The plaintiff, on the other hand, contends that the above questions were not only proper, but that the court erred to his prejudice in not allowing them to be answered. He says they were competent as tending to show a recognition on the part of the defendant, which was denied by him, of the relation of principal and agent existing between himself and his son at the time of the injury. In support of this position he cites the following authorities: Robinson v. Hill, 60 Wash., 615; 111 Pac., 871; Baten v. Ice Co., 180 Mo. App., 96; 166 S. W., 883; Oil Co. v. Carson, 185 S. W. (Tex.), 1002; Lbr. Co. v. Cunningham,, 57 So. (Miss.), 916.

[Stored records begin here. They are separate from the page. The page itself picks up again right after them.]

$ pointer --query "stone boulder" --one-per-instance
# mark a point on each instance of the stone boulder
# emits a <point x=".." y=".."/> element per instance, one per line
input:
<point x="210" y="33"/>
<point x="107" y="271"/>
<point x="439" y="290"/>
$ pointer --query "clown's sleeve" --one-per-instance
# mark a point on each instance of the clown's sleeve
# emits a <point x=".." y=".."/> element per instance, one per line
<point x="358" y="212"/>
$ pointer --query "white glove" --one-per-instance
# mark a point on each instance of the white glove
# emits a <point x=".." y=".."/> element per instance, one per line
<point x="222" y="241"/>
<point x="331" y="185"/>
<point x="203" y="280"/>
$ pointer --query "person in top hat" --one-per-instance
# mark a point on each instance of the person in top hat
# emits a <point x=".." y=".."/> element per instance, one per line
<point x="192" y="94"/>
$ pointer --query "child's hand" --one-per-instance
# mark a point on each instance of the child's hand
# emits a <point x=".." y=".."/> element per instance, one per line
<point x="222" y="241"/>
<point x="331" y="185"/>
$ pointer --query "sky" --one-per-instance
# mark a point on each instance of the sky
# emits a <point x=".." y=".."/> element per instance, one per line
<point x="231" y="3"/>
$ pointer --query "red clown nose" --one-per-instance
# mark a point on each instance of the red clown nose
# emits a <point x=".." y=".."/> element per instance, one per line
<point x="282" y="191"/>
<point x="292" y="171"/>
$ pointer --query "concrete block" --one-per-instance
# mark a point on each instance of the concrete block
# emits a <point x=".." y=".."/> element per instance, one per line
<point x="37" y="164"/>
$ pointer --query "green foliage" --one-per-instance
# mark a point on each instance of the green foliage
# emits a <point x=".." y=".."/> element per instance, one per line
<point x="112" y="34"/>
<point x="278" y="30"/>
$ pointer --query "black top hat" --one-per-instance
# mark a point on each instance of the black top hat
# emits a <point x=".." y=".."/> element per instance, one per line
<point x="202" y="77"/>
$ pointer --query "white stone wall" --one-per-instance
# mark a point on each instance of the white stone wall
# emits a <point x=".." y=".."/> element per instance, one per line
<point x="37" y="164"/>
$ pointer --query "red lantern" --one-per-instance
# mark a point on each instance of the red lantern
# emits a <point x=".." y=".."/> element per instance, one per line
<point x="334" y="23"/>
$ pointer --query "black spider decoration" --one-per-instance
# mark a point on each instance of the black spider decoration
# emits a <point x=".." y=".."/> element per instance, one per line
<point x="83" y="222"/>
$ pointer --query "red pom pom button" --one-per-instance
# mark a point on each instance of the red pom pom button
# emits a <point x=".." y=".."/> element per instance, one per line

Without deciding upon the merits of these opposing contentions, we think the. defendant’s motion for a new trial, after verdict, upon the ground stated, must be overruled. The court sustained the defendant’s objection, and this was all that he was asked to do at the time. There was no motion for a mistrial, or venire de novo, because of these alleged improper questions. Defendant elected to proceed with the trial and to take his chances with the jury as then impaneled. Indeed, it appears that counsel for both sides, during the argument, cautioned the jury to disregard the suggestion of liability insurance, as there was no evidence *801in the case tending to show its existence. Evidently the defendant did not consider it of sufficient importance on the trial to ask that a juror be withdrawn and a mistrial entered.
The remaining- exceptions and assignments of error present no new or novel point of law not heretofore settled by our decisions,- and it would only be a work of supererogation to consider them seriatim.
After a full and careful consideration of the whole record, we have found no reversible or prejudicial error, and this will be certified to the Superior Court.